P.S. Известный учёный-геофизик, путешественник и бард-шестидесятник Александр Городницкий посетил Австралию. И в Сиднее побеседовал с Юрием Михайликом, которого хорошо знал по его произведениям. Фрагментом этого интервью я и завершаю свою публикацию.

 – Юра, вы живёте в Австралии достаточно долго. Чувствуете ли вы себя здесь дома?

— Австралия — замечательная страна, очень красивая, если, конечно, бывают некрасивые страны. Очень дружелюбная, я ей чрезвычайно признателен за всё, что здесь происходило со мной, но домом я её не считаю.
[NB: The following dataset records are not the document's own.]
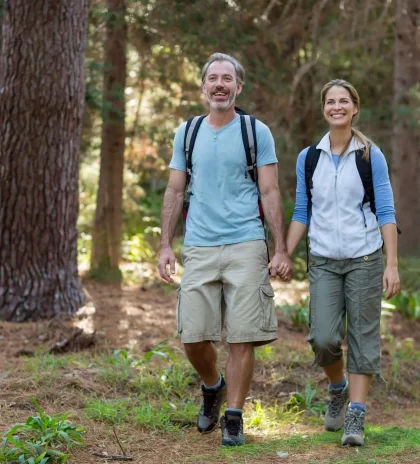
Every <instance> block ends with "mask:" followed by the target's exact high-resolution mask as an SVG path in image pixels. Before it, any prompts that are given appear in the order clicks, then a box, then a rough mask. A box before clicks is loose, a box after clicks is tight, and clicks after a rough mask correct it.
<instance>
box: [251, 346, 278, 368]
mask: <svg viewBox="0 0 420 464" xmlns="http://www.w3.org/2000/svg"><path fill="white" fill-rule="evenodd" d="M276 357H277V356H276V352H275V350H274V347H273V346H272V345H264V346H261V347H258V348H257V349H256V350H255V359H256V360H257V361H261V362H263V363H264V364H268V363H271V362H275V361H276Z"/></svg>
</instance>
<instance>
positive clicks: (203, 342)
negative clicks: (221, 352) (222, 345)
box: [184, 340, 213, 356]
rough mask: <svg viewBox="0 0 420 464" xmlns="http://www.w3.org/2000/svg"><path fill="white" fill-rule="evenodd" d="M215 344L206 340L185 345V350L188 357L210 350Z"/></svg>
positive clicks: (187, 343)
mask: <svg viewBox="0 0 420 464" xmlns="http://www.w3.org/2000/svg"><path fill="white" fill-rule="evenodd" d="M212 344H213V342H211V341H210V340H204V341H202V342H196V343H184V350H185V353H186V355H187V356H189V355H194V354H198V353H202V352H204V351H206V350H207V349H209V347H210V346H211V345H212Z"/></svg>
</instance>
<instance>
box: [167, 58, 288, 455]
mask: <svg viewBox="0 0 420 464" xmlns="http://www.w3.org/2000/svg"><path fill="white" fill-rule="evenodd" d="M244 74H245V73H244V69H243V67H242V66H241V65H240V63H239V62H238V61H236V60H235V59H234V58H232V57H231V56H229V55H225V54H222V53H215V54H213V55H212V56H211V57H210V58H209V60H208V62H207V63H206V64H205V66H204V68H203V71H202V81H203V85H202V90H203V93H204V94H205V96H206V97H207V101H208V103H209V106H210V113H209V114H208V116H207V117H206V118H205V120H204V121H203V123H202V124H201V126H200V128H199V131H198V134H197V138H196V142H195V148H194V150H193V154H192V165H193V168H192V177H191V182H192V185H191V197H190V199H191V201H190V206H189V210H188V217H187V223H186V234H185V241H184V248H183V251H182V255H183V256H182V257H183V262H184V274H183V277H182V282H181V286H180V289H179V293H178V308H177V324H178V332H179V333H180V334H181V340H182V342H183V343H184V347H185V352H186V355H187V357H188V359H189V361H190V362H191V364H192V365H193V367H194V368H195V369H196V371H197V372H198V374H199V375H200V377H201V379H202V381H203V386H202V393H203V403H202V405H201V409H200V412H199V415H198V419H197V427H198V430H199V431H200V432H202V433H205V432H211V431H213V430H214V429H215V428H216V426H217V425H218V422H219V414H220V408H221V406H222V404H223V403H224V402H225V400H226V399H227V409H226V412H225V415H224V416H223V417H222V419H221V428H222V444H223V445H228V446H232V445H242V444H243V443H244V436H243V422H242V410H243V406H244V403H245V398H246V395H247V393H248V390H249V387H250V383H251V379H252V374H253V368H254V347H255V346H259V345H263V344H266V343H269V342H271V341H273V340H275V339H276V338H277V317H276V313H275V309H274V301H273V297H274V293H273V289H272V287H271V284H270V281H269V272H270V274H271V277H272V278H275V277H276V276H277V275H279V276H280V277H281V278H282V279H283V280H290V277H291V271H292V265H291V261H290V258H289V256H288V254H287V251H286V247H285V242H284V223H283V214H282V207H281V199H280V191H279V188H278V181H277V179H278V177H277V157H276V154H275V149H274V140H273V137H272V135H271V133H270V130H269V129H268V127H267V126H265V125H264V124H263V123H261V122H260V121H256V137H257V168H258V188H259V192H260V197H261V203H262V207H263V211H264V214H265V217H266V219H267V221H268V224H269V227H270V230H271V233H272V234H273V237H274V242H275V253H274V256H273V258H272V261H271V263H270V271H269V270H268V266H267V264H268V256H267V246H266V243H265V240H264V229H263V225H262V223H261V220H260V218H259V214H258V188H257V185H256V184H255V183H254V182H253V181H252V180H251V179H250V177H249V176H247V175H246V167H247V161H246V155H245V149H244V145H243V140H242V133H241V125H240V117H239V115H238V114H237V113H236V112H235V108H234V103H235V99H236V97H237V95H239V94H240V93H241V91H242V86H243V81H244ZM185 130H186V124H185V123H184V124H182V125H181V126H180V127H179V129H178V131H177V133H176V135H175V141H174V152H173V157H172V161H171V163H170V168H171V173H170V177H169V182H168V186H167V189H166V192H165V197H164V200H163V206H162V242H161V250H160V259H159V272H160V275H161V277H162V278H163V279H164V280H165V281H167V282H173V279H172V277H171V275H170V274H174V273H175V256H174V253H173V251H172V248H171V243H172V239H173V236H174V233H175V229H176V225H177V222H178V218H179V215H180V214H181V211H182V207H183V200H184V191H185V187H186V179H187V174H186V157H185V153H184V137H185ZM244 173H245V175H244ZM167 266H169V272H168V269H167ZM224 319H226V323H227V324H226V325H227V342H228V343H229V348H230V352H229V358H228V361H227V365H226V382H225V380H224V378H223V376H222V375H221V374H219V372H218V371H217V368H216V360H217V353H216V350H215V347H214V344H213V342H218V341H220V340H221V332H222V325H223V322H224Z"/></svg>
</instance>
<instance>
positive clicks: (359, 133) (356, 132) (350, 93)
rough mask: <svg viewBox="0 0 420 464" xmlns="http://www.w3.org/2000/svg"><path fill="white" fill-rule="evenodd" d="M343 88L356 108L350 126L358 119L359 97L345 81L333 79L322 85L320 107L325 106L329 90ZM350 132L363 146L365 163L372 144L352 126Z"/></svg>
mask: <svg viewBox="0 0 420 464" xmlns="http://www.w3.org/2000/svg"><path fill="white" fill-rule="evenodd" d="M335 86H337V87H343V88H344V89H346V90H347V92H348V93H349V94H350V97H351V99H352V101H353V103H354V105H355V106H357V109H358V111H357V113H356V114H355V115H354V116H353V119H352V121H351V122H352V125H353V124H354V123H356V122H357V120H358V119H359V114H360V97H359V94H358V93H357V90H356V89H355V88H354V87H353V86H352V85H351V84H350V82H347V81H345V80H344V79H334V80H332V81H330V82H328V83H327V84H325V85H324V87H323V89H322V90H321V105H322V108H324V106H325V98H326V96H327V93H328V90H330V89H331V87H335ZM351 132H352V134H353V136H354V137H355V138H356V140H357V141H358V142H359V143H360V144H361V145H364V149H363V159H365V160H366V161H368V160H369V151H370V147H371V146H372V145H373V144H374V143H373V142H372V140H371V139H370V138H368V137H366V135H364V134H363V133H362V132H361V131H359V130H358V129H356V128H355V127H353V126H352V128H351Z"/></svg>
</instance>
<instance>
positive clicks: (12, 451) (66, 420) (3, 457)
mask: <svg viewBox="0 0 420 464" xmlns="http://www.w3.org/2000/svg"><path fill="white" fill-rule="evenodd" d="M32 402H33V403H34V405H35V407H36V409H37V411H38V415H36V416H31V417H29V418H28V419H27V420H26V422H25V423H19V424H15V425H13V426H12V427H11V428H10V429H9V430H8V431H6V433H5V434H4V439H3V441H2V445H1V448H0V462H5V463H8V464H15V463H16V464H47V463H48V464H53V463H67V462H68V457H69V455H68V454H66V453H65V452H63V451H68V450H70V449H71V448H72V447H73V446H76V445H82V444H83V443H84V442H83V438H82V435H83V433H84V429H83V427H78V426H75V425H73V424H72V423H71V422H70V421H68V420H67V419H68V417H69V415H70V414H69V413H67V414H56V415H53V416H50V415H48V414H46V413H45V412H44V411H43V410H42V409H41V408H40V406H39V404H38V402H37V401H35V400H32Z"/></svg>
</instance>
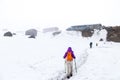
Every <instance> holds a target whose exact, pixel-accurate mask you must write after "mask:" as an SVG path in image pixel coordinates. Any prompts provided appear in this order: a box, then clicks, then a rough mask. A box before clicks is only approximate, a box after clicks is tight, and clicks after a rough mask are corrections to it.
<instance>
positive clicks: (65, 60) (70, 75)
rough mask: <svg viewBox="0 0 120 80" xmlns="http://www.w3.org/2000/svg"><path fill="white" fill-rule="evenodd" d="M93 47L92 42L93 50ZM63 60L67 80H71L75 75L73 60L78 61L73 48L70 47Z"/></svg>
mask: <svg viewBox="0 0 120 80" xmlns="http://www.w3.org/2000/svg"><path fill="white" fill-rule="evenodd" d="M92 45H93V43H92V42H90V44H89V46H90V48H92ZM63 58H64V59H65V73H66V75H67V78H68V79H69V78H70V77H71V76H72V75H73V60H74V61H75V59H76V56H75V55H74V52H73V50H72V48H71V47H68V49H67V51H66V52H65V54H64V56H63ZM75 63H76V62H75ZM75 67H76V65H75Z"/></svg>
До сегодняшнего дня, как говорят австралийцы, “I don’t belong to this country” — „я не принадлежу к этой стране”, хотя очень хорошо к ней отношусь.

— Вы, как человек, пишущий за рубежом, ощущаете ли вокруг себя нехватку русского языка?

— Я ощущаю это чудовищно! Хотя, конечно, понимаю, что это — моё личное. Мне представляется, что тот же Бродский за рубежом стал более значительным поэтом, чем был в России. То есть ему нехватка языка, о которой он, кстати, всё время писал, не мешала. Мне же она мешает чрезвычайно. Кроме того, в моей стране я всё понимал. Очень многие вещи улавливал из существующей вокруг атмосферы языка, которая менялась, переливалась, двигалась. Этого начисто нет здесь. Мне очень не хватает людей, с которыми можно общаться и знать, что они понимают…».